07.12.2006

Solide comme un wock (Voisine)

Comment aborder un sujet polémique tout en restant léger… bon, soyons direct : je vais parler du voisin.

Ce ne m’est pas venu comme ça, ça m’est venu en me poilant en lisant le blog de Ludomatic. Trop bon. Clique dans la parenthèse (mais tu reviens après, OK ?)

Le voisin.

Non, pas celui qui est seul sur le sableuh, les yeux dans l’eau (d’ailleurs, c’est une belle preuve de souplesse : essaie d’avoir le cul sur le sable et les yeux dans l’eau, tu verras ce que je veux dire.
En outre, je ne vois pas ce qu’il y a à voir dans l’eau.
Ou alors, il a un masque de plongée, mais alors il est "seud sud’euh sabeuh, des yeux dans d’eau"… le genre de vanne, si t’as jamais parlé avec un masque, je fais un four terrible. Bon, jugeant maintenant que mes chances d’avoir un prix de la parenthèse la plus longue ont conséquemment atteint des sommets jusque là vierges, je la clos. La parenthèse, pas les vierges. Sinon, y'aurait faute de syntaxe. Et c'est pas le genre de la maison...)

Le voisin, donc.
Ne jamais oublier : le voisin n’a pas d’humour.

Un peu comme la meuf (nous avons vu dans ton cul la note d'hier, une brillante démonstration/explication)

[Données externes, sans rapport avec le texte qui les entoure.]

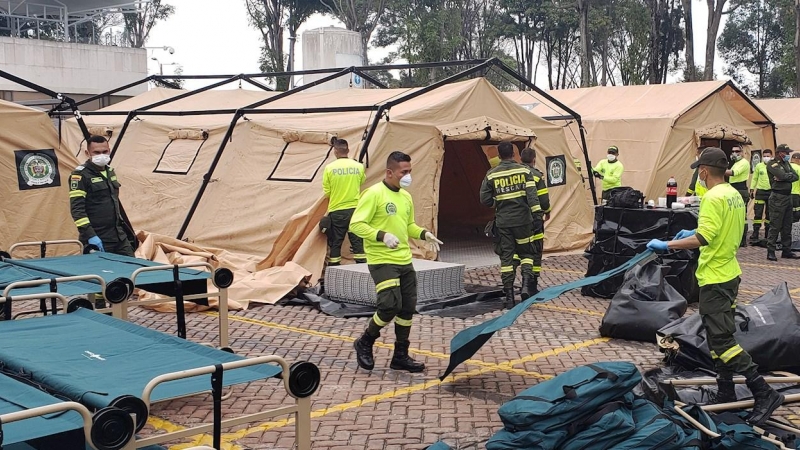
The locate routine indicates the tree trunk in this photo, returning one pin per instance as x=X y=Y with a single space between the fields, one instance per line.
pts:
x=797 y=46
x=586 y=51
x=691 y=68
x=714 y=18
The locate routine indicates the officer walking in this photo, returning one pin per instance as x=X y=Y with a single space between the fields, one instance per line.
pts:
x=511 y=190
x=341 y=183
x=762 y=188
x=610 y=171
x=780 y=203
x=94 y=201
x=540 y=215
x=718 y=235
x=384 y=218
x=739 y=173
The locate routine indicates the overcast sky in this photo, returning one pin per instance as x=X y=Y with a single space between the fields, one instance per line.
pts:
x=214 y=37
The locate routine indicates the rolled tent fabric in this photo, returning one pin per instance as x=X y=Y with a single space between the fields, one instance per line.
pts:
x=467 y=342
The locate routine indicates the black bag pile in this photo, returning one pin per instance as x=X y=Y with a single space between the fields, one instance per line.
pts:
x=621 y=233
x=644 y=304
x=768 y=328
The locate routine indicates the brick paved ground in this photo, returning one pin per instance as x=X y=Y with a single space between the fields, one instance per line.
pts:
x=386 y=409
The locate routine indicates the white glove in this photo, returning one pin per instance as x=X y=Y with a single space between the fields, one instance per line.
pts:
x=391 y=240
x=429 y=237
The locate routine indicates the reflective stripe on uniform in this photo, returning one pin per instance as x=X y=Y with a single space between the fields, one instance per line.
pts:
x=731 y=353
x=402 y=322
x=388 y=284
x=504 y=173
x=378 y=321
x=511 y=195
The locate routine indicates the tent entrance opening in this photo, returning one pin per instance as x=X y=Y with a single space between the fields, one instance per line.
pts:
x=462 y=218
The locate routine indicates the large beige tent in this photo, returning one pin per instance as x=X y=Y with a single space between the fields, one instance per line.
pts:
x=658 y=127
x=36 y=171
x=786 y=114
x=264 y=194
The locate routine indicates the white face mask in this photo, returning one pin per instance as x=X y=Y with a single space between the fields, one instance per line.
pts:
x=101 y=160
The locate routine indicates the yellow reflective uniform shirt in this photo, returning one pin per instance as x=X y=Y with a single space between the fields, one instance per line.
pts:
x=612 y=173
x=380 y=210
x=741 y=171
x=341 y=182
x=719 y=229
x=760 y=178
x=796 y=184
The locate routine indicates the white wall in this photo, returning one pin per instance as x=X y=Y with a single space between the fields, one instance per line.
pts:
x=72 y=68
x=329 y=47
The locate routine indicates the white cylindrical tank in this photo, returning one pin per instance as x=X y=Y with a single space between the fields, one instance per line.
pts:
x=331 y=47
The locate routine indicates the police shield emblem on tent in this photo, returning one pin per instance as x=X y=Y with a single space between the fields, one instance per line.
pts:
x=556 y=170
x=37 y=169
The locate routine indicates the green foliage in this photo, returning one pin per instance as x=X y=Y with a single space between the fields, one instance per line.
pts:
x=757 y=45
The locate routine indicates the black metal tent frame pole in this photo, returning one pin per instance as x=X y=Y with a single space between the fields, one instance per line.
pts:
x=564 y=107
x=229 y=134
x=61 y=97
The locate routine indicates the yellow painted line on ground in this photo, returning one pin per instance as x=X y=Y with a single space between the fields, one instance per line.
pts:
x=770 y=266
x=411 y=389
x=339 y=337
x=574 y=310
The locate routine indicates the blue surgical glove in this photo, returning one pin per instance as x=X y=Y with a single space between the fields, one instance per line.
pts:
x=683 y=234
x=657 y=246
x=97 y=243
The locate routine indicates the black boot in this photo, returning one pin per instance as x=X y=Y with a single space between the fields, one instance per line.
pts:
x=509 y=302
x=363 y=347
x=767 y=400
x=726 y=391
x=401 y=360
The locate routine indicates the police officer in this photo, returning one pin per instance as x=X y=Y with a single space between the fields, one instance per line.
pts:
x=610 y=171
x=780 y=203
x=762 y=188
x=540 y=213
x=718 y=234
x=511 y=190
x=795 y=162
x=739 y=173
x=341 y=183
x=94 y=201
x=384 y=218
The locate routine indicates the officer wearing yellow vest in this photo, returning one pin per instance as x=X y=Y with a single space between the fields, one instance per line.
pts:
x=739 y=173
x=341 y=183
x=384 y=218
x=795 y=162
x=718 y=234
x=610 y=171
x=695 y=188
x=760 y=184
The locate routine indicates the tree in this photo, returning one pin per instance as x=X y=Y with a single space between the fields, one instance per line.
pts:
x=271 y=17
x=362 y=16
x=139 y=23
x=754 y=41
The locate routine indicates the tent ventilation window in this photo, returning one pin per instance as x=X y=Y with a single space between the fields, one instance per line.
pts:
x=302 y=157
x=181 y=151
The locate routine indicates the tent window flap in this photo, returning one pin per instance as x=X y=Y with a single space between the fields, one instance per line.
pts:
x=300 y=162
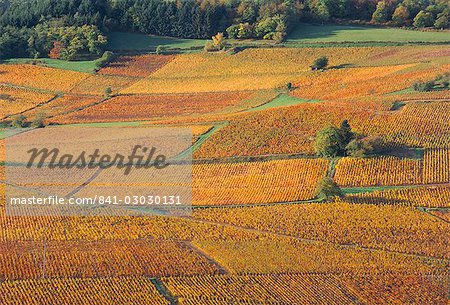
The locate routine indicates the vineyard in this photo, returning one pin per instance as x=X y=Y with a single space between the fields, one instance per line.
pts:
x=271 y=220
x=147 y=107
x=136 y=66
x=15 y=100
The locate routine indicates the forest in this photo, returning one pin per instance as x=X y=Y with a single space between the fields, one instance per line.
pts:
x=30 y=28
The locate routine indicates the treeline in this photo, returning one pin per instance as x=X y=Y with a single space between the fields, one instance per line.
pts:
x=23 y=22
x=418 y=13
x=52 y=39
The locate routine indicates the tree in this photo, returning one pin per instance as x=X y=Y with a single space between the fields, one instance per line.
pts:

Par exemple, dans mon ancien logis, j’avais pour voisin un pâtissier qui officiait non loin de là. Je le croisais régulièrement, moi habillé en étudiant (i.e. avec les fringues dont la concordance tenait plus à la position dans la pile qu’à l’adhésion à un quelconque mouvement social destiné à déstructurer les habitudes vestiamentaires), et lui, maigre et vouté, avec sa tête de croque-mort dans Lucky Luke, l'air jovial du gars qui va donner un rein, dans sa blouse blanche…

Que pouvais-je faire ?

Au bout d’un délai de politesse -je l’ai croisé trois fois sans rien dire- je n’ai pu m’empêcher de le saluer d’un ironique cordial, franc et jovial :

Bonjour Docteur !!!

Eh ben tu le croiras ou pas, ça l’a jamais fait marrer, l'homme-à-la-blouse-blanche !
Surtout Même après moult répétitions... le gars, j'ai cru qu'il était sourd donc je lui ai mimé... tout... pas fait marrer.
Devait être un peu con, comme voisin...

Je te dis : le voisin n’a pas d’humour.

Autre exemple pour que le FD soit dans ton CQ ?
La semaine dernière, il y avait dans l’ascenceur de mon immeuble, le mot suivant :

"Chers voisins, Heureux locataires de l’appartement n°41 au premier étage, nous organisons à cette occasion une petite sauterie entre amis, plus communément appelée "pendaison de crémaillère".
Cette dernière se déroulera… blah blah blah… pour la gêne occasionnée… blah blah blah… Thibaut, Harold et Régis."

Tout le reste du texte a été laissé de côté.